Of all the cultural touchstones of the '90s, surely few loom as large as the NBC juggernaut that was the sitcom Friends. It's hard to believe that Friends didn't debut until the fall season of 1994; the show is so inextricably entwined with my memories of the '90s that it seems like it must have been there all along.
It's fashionable to hate on Friends, and certainly understandable. Familiarity breeds contempt, after all, and the show has been in constant re-runs ever since it was canceled in 2004. On my current cable line-up, I have at least three opportunities to watch Friends every day, on three different channels.
But as easy as it is to mock Friends, to dismiss it as mass-market crap, I'm telling you: it's a pretty good show. I have yet to watch an episode that didn't make me laugh at least once. Which is more than I can say for most sitcoms, either then or now.
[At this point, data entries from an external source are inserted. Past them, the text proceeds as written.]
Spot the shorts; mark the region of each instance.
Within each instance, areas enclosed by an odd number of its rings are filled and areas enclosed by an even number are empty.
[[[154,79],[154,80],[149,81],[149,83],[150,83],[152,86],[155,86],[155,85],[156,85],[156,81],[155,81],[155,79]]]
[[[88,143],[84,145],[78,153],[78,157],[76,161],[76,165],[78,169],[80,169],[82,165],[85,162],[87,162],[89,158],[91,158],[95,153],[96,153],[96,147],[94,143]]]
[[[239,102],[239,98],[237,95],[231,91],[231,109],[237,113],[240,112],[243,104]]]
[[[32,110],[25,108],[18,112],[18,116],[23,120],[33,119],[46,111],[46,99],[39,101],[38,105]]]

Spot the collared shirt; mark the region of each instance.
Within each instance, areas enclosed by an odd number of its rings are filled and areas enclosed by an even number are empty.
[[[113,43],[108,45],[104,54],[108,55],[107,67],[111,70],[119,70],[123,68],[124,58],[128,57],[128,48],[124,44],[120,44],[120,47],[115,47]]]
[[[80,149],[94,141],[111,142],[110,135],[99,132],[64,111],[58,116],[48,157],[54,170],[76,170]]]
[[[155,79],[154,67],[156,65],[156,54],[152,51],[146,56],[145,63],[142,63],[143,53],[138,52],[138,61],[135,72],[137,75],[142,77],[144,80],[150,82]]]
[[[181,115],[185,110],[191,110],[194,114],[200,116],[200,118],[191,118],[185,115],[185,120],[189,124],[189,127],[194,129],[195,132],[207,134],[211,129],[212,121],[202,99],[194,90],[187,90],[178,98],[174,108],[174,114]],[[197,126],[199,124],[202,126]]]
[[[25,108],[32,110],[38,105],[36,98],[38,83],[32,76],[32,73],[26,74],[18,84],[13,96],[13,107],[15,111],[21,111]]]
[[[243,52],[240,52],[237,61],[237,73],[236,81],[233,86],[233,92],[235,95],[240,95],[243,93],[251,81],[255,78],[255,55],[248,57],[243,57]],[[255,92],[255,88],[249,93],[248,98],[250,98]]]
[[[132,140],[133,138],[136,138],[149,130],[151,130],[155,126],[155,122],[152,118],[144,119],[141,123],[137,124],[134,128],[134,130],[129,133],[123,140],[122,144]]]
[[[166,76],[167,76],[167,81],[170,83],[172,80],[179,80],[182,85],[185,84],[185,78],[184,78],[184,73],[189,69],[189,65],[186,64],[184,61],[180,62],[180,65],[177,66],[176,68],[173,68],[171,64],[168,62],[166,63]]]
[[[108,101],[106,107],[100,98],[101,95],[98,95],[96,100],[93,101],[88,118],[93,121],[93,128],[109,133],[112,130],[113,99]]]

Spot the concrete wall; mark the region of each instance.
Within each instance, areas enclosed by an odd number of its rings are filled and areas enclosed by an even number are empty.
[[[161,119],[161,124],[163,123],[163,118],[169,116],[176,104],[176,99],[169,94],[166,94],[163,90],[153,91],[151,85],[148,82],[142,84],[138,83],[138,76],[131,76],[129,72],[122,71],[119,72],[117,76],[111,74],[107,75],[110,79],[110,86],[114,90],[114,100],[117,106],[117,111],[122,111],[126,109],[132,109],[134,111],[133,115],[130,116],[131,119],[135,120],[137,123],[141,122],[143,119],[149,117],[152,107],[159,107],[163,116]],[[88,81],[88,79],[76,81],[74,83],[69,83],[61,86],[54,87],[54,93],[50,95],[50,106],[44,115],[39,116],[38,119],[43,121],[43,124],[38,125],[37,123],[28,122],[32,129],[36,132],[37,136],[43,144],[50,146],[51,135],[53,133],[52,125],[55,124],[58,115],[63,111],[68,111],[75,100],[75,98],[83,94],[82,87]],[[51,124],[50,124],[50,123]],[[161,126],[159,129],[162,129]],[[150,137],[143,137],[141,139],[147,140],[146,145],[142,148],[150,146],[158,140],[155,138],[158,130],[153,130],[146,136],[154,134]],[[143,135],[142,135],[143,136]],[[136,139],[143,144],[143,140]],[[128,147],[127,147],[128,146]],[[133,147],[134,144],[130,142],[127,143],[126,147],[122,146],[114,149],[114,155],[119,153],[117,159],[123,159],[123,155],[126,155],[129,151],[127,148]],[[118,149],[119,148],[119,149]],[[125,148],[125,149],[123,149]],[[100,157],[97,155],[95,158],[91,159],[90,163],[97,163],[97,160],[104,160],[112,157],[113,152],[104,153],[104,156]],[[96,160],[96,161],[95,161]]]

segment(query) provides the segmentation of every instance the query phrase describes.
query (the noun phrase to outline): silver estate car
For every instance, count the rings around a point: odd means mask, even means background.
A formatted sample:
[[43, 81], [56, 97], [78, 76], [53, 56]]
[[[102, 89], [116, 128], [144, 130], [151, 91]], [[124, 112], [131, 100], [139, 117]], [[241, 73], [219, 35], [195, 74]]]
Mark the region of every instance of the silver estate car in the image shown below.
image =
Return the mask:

Sure, the kids had ridiculously large apartments. Sure, we're all tired of "the Rachael" haircut. (Even Jennifer Aniston is tired of it. Turns out, she hated it all along.) Sure, its earliest episodes have a surprising emphasis on high-waisted pants, and Rachael occasionally wore overalls as a fashion statement. But there's a lot to like about the show, too.
One of the things I particularly appreciate about Friends is the way in which it let its characters evolve. Each major character, for example, follows a fairly complex career path. You can triangulate any given episode on the chronology by figuring out which job any three characters are working at the time.
This career progression is not only true to life (especially the lives of 20-somethings), it's also a surprisingly sophisticated and complex narrative structure for a sitcom. Compare it to any other long-running sitcom (Frasier, Cheers, and MASH all spring to mind). Their characters are stuck in a rut.
The same is true of their romantic entanglements. The eponymous friends become involved with one another, with other people, develop crushes, break up, have fights, and endlessly remix their love lives. Again, this is not the kind of thing you see in most shows. Even setting aside the Rachael/Ross thing, think of the long list of lovers lost (and in some cases found and then lost again) over the course of the series: Rachael and Paolo, Chandler and Janice, Monica and Richard, Chandler and one of Joey's sisters. Not to mention the time Phoebe developed a crush on Monica and Ross's father.
In its style, humor and snappy dialogue, Friends was truly the ruler of the '90s.